Еще не могу есть гречку. Не выношу даже ее запаха. Тоже с войны. Еда в Афганистане не отличалась разнообразием. Варили так называемый клейстер — сухую картошку, ели, а вернее заставляли себя есть пшеничную кашу и «шрапнель». Все самое вкусное на продовольственном складе обычно быстро заканчивалось, потому что съедали это в первую очередь. И тут командир первого батальона сообщает нам по рации о том, что идет колонна машин в штаб армии с гречкой.
Решили применить «военную хитрость»: договорились с дорожно-комендантским батальоном, чтобы они тормозили колонну на каждом посту и проверяли почаще, чтобы колонна подошла к перевалу к 17 часам — в это время ворота в тоннель закрываются, и уже никто, согласно приказу командующего, не может туда заехать, за исключением нас. Мы остановили колонну, пришел грозный подполковник, начал кричать, чтобы мы немедленно их пропустили, мол, у него солдаты сидят в кабинах в трусах и майках, а в горах идет снег и холодно. Предложили солдатам переночевать в казармах, места всем хватит. Подполковник ни в какую не соглашается. Потом все-таки мы договорились. Зам по тылу армии дал разрешение разгрузить колонну с гречкой на перевале и отправляться обратно.
Наши солдаты разгрузили гречку в три секунды!
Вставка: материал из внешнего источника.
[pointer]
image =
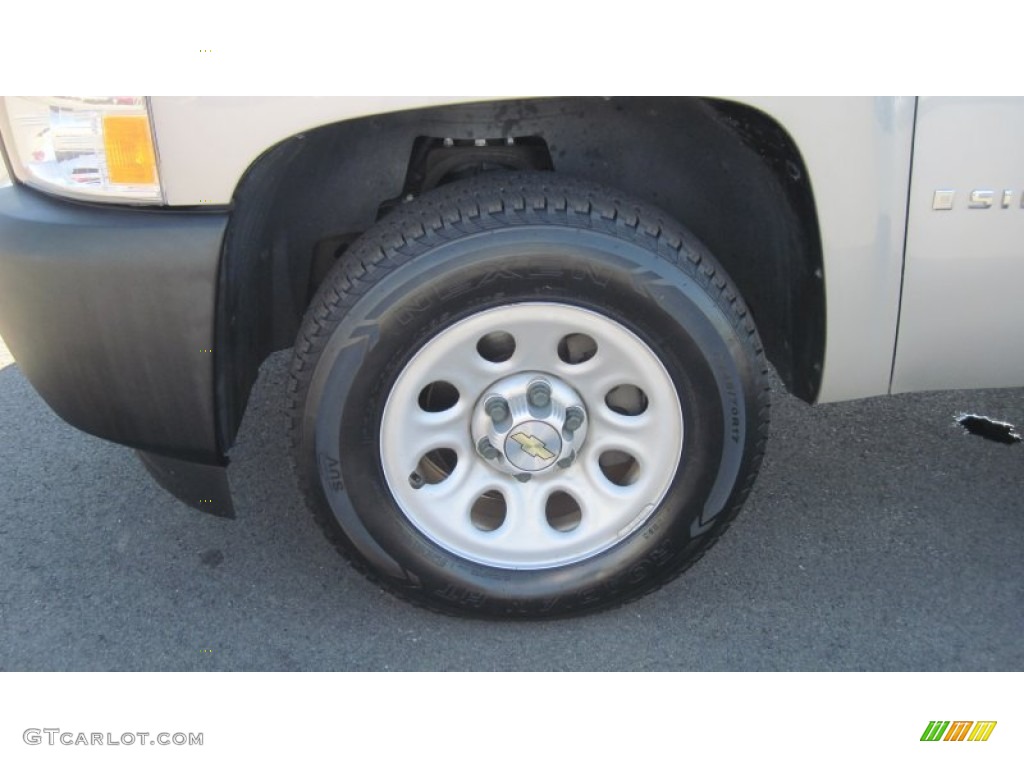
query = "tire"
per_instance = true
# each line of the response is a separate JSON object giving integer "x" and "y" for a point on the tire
{"x": 525, "y": 395}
Когда уже стемнело, ко мне подбежал старшина 9 роты, потом из разведвзода, взвода связи: «Товарищ комбат, можно нам ночью кашу сварить?» Даю добро. Тут изо всех укрытий начали приезжать машины — все летят по ущелью, чтобы побыстрее набрать гречки. Командир взвода снабжения выдавал крупу до полуночи. И тут же все эту гречку начали есть — по котелку, а то и по два, потому что от «шрапнели», в армии ее еще называют «кирзухой» или «сечкой», всех уже воротило. Две недели полтысячи солдат и офицеров ели гречку за милую душу, потом начали от нее отказываться. Гречка была на завтрак, гречка в суп, на второе — гречка, на ужин опять гречка. И я уже не мог ее есть, сказал повару: «Не неси мне ее больше». Тот в ответ: «Товарищ капитан, так в батальоне ее давно уже никто не жрет». И тогда мы начали менять гречку на другие продукты. Она была в дефиците, так что солдаты легко находили замену. Раздавали ее всем колоннам. Я помню, как уже после службы в Афганистане жене в военторге как дефицитный товар выдали килограмм гречки. Даже находясь в ванной, я почувствовал этот запах — запах Афганистана. А там самым дефицитным продуктом была все-таки обычная картошка. Все, возвращаясь в часть из отпуска, привозили картофель. И, поверьте, в афганских горах не было ничего вкуснее, чем жареная картошка.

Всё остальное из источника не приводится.